ホールを出て、続く経路にある木造ロッジ風の「賢治先生の教室」は素朴な手作り感覚がよく出ていて、こっちの方が私好み。野鳥や星座などテーマごとに棟が別れていて、心地よい木の香りの中で楽しい時を過ごせた。ただ窓を閉めきった室内ではなぜか空調が効いておらず、厚い雲間からときおり陽が射し始めた事もあって、汗ばんだライダージャケットの身にはちょっと辛かった。

童話村を後にイギリス海岸に向かう途中、国道沿いのカー用品店に立ち寄り、ちょっと買い物を済ませる。

はたして川岸の濁流はかなりの水位まで上がってきており、もうすこしで河川敷のコスモス畑を押し流してしまったろう。この北上川は川岸ぞいにずっと川面近くまで立木が生えており、堤防工事で開かれた場所以外では、木陰にいろんな生き物を見る事が出来る。

写真をひとしきり撮り終え、川面まで階段を下りてはみたが、さすがにゴウゴウと流れ下る水に恐怖を感じで引き上げた。時刻はすでに午後4時すぎ、夕食の買い出しをしてからバンガローに戻るとしよう。

その前にさきほどカー用品店で買った”レーダ探知機”の箱をあけてみる。ファンデーションのコンパクトほどの大きさで、太陽電池式なので電源も不要。今の私にとって安い買い物ではなかったが、さきほどの取り締まりを目にして、猛烈に沸き出してきた自衛意識の産物だ。スピード違反を推奨するわけではもちろんないが、とりあえずこれがあれば幹線を外れた抜け道の物陰で獲物をじっと待ち伏せる、あのイヤらしいスピードガンの”被害”に遭う確率はぐっと減る。何より精神的にも楽になれるし、九州まで帰る頃にはきっと元もとれているに違いない。

増水したイギリス海岸

別に買った強力マジックテープを色鉛筆ケースの上に貼り付け、タンクバッグの上面ポケットに挟み込む。これを台座としてレーダ探知機の足を固定する方法。これなら運転中の胸元に位置するので警告アラームが聴きとりやすい。

バンガローに着いた頃にはかなり明るくなってきた夕空だが、山手の雲は濃く張りついたまま。明日の天気も期待出来そうにないが、とりあえず約束通り午前10時の開店までに仙台市のNK部品まで行かねばならない。

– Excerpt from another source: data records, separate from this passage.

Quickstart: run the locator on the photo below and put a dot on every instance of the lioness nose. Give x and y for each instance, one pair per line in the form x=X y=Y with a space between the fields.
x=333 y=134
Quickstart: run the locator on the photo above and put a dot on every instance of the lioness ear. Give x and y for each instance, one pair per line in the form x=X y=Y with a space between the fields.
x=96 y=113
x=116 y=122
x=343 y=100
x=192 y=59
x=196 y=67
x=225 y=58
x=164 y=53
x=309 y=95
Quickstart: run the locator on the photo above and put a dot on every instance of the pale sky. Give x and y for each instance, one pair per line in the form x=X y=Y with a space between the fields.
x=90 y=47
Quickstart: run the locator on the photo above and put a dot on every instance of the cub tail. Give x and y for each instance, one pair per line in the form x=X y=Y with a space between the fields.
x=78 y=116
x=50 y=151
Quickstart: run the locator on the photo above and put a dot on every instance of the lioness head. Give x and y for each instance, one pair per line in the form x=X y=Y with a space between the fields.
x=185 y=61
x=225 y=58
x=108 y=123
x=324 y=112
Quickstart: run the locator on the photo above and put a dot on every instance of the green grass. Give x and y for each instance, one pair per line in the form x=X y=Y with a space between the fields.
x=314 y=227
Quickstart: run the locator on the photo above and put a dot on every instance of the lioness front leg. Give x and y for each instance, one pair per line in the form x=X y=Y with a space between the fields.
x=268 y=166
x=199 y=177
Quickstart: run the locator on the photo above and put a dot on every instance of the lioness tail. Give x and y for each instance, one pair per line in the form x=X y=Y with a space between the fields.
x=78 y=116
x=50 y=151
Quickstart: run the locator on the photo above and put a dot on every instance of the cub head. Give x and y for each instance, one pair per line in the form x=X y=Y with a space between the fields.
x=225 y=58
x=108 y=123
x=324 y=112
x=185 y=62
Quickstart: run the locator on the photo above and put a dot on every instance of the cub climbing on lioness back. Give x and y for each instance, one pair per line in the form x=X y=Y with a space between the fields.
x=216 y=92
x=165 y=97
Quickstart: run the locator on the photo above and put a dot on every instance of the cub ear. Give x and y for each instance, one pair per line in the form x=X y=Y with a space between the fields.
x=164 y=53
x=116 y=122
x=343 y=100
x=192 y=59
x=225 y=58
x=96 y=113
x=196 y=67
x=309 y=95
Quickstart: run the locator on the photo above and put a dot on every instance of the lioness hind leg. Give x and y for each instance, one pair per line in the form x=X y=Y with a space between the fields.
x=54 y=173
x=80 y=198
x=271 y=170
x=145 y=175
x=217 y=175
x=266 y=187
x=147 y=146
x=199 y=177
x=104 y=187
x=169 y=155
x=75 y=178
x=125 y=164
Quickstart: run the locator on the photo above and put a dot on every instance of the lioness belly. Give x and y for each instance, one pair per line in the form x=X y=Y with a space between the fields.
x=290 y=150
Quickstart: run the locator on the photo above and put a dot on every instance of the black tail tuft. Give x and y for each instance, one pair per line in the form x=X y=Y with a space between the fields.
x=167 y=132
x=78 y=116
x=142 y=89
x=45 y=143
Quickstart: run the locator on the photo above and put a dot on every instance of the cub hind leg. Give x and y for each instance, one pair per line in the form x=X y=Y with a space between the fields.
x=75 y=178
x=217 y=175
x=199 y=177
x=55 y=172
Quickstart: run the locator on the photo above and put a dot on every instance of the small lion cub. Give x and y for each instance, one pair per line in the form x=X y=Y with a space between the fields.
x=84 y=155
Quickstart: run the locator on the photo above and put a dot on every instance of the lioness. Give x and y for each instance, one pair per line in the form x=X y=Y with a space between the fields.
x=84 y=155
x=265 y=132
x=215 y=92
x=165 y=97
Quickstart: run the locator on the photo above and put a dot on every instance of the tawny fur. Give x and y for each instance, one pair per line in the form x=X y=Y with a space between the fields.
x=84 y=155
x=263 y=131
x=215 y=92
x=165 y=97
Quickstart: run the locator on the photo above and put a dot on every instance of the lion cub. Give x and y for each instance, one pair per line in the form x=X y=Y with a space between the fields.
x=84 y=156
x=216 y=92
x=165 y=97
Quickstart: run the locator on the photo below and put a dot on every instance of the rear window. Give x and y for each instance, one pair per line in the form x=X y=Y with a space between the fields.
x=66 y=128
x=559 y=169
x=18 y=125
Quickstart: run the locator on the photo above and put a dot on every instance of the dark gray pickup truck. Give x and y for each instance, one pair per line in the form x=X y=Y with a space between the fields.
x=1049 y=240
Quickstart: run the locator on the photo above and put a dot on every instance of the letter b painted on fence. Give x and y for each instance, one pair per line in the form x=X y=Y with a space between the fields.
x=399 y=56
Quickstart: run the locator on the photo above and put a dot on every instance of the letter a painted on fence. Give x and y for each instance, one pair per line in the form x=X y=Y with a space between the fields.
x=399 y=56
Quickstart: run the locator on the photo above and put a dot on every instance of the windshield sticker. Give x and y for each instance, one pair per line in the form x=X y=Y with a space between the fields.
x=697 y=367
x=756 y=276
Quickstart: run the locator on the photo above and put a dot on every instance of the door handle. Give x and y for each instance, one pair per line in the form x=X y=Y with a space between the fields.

旅を始めて以来、今日は特別な目的のない「ゆるい」1日だったが、これで気が休まったかというと、そうでもなかったように思う。やはり目的あってのツーリング、お気に入りの土地を気ままに散策するのもたまにはいいが、どうも私は走り続けていないと気が抜けてしまうタイプのようだ。

夕食を終え、ずっと床に散らかし放題だった荷物を明日にそなえてまとめにかかる。ふと気付くと、今日持って回ったカメラのレンズ鏡胴に、イギリス海岸の細かい川泥がベッタリと付いていた。またいつか賢治に逢いに、ここに来よう。ピントリングのローレットに泥をこすりつけ、タンクバッグの防水シートを新しくし、カメラを大事にしまい込んだ。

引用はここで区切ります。